Movie review: ‘Brutal Beauty: Tales of the Rose City Rollers’
Roller derby is a lot more than just skating around and around a track, as any of the bruised but buoyant gals featured in the documentary “Brutal Beauty: Tales of the Rose City Rollers” will tell you. For the uber-competitive, it’s a puzzle to solve; for the creative, it’s an alter-ego party of hot pants, punny names and tattoos; for the highly social, it’s always girls’ night out; and for plenty of women whose toughness has no outlet in polite society, it’s an emotional release or athletically minded anger management.
The fierce, funny Portland, Ore., women whose independent league is the focus of director Chip Mabry’s film — and who go by game aliases such as Madame Bumpsalot, Cadillac, Blood Clottia and the literately clever Scratcher in the Eye — are a charismatic, articulate bunch. At a certain point their sentiments about roller derby become repetitive, though, and you wish Mabry had done more observing of these tattooed, hard-working warriors in situations other than an interview or midbout. (Unlike a rousing derby match, documentaries can definitely feel monotonously circular.)
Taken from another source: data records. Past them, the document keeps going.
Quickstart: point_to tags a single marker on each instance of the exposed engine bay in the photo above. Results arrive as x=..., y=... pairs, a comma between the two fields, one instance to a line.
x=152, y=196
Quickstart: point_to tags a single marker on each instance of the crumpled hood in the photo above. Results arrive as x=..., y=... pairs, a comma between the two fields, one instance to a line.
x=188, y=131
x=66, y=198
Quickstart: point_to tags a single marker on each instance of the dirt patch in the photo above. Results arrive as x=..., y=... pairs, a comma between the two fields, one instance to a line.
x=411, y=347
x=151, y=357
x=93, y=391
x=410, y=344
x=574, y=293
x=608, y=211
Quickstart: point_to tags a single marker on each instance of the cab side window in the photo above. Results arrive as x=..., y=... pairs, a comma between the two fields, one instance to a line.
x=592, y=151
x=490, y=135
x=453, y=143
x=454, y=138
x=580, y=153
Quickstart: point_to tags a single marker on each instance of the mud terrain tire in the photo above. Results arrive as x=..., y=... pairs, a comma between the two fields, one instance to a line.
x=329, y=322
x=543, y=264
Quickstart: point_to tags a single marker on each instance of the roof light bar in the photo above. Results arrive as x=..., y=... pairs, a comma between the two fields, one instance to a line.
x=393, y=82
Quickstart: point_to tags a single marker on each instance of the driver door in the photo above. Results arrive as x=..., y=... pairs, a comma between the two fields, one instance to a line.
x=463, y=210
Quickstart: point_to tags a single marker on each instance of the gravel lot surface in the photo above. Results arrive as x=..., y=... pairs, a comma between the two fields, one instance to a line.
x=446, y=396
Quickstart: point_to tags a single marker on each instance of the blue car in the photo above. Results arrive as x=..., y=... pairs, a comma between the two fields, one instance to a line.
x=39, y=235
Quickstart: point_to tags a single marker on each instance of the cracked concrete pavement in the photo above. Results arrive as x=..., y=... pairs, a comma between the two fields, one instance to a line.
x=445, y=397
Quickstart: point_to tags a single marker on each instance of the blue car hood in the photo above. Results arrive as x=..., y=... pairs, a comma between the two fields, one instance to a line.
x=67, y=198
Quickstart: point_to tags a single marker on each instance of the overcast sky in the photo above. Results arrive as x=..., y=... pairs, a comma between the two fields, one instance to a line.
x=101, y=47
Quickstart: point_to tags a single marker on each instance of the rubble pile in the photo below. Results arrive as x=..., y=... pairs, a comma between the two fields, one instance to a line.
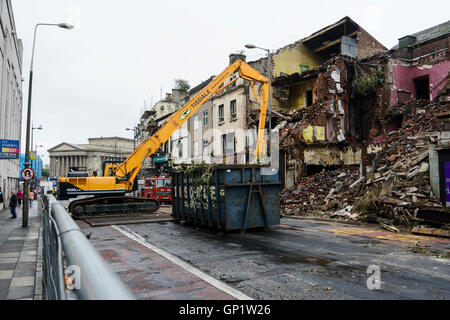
x=320, y=192
x=396, y=188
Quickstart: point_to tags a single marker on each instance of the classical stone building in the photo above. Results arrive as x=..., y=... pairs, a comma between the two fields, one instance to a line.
x=10, y=95
x=92, y=155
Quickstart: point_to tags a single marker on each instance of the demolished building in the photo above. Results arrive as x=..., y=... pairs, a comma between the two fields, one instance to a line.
x=395, y=107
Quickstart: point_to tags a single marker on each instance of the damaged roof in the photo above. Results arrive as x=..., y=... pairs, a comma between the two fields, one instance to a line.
x=201, y=86
x=296, y=77
x=428, y=34
x=344, y=27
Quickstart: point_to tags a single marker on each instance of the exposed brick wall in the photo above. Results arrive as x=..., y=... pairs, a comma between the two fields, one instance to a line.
x=367, y=45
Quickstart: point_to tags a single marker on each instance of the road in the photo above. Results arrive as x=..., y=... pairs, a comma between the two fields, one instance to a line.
x=297, y=260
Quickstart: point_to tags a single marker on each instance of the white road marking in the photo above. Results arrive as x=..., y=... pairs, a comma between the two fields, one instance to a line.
x=216, y=283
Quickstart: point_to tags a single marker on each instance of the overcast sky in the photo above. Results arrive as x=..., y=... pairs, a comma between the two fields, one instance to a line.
x=93, y=80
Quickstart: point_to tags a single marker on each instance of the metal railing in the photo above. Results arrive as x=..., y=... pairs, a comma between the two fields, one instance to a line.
x=53, y=275
x=72, y=267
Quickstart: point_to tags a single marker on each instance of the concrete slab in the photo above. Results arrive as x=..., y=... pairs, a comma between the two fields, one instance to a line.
x=22, y=282
x=16, y=293
x=4, y=287
x=10, y=254
x=147, y=274
x=8, y=260
x=6, y=274
x=25, y=269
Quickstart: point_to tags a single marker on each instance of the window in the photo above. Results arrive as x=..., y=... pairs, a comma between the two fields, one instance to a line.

But for anyone unfamiliar with the flowering punk aesthetic of female roller derby in the last few decades, the scrappy, admiring “Brutal Beauty” is an energetic personality parade of some of the sport’s die-hards.
— Robert Abele
“Brutal Beauty: Tales of the Rose City Rollers.” Unrated. Running time: 1 hour, 19 minutes. At the Downtown Independent, Los Angeles.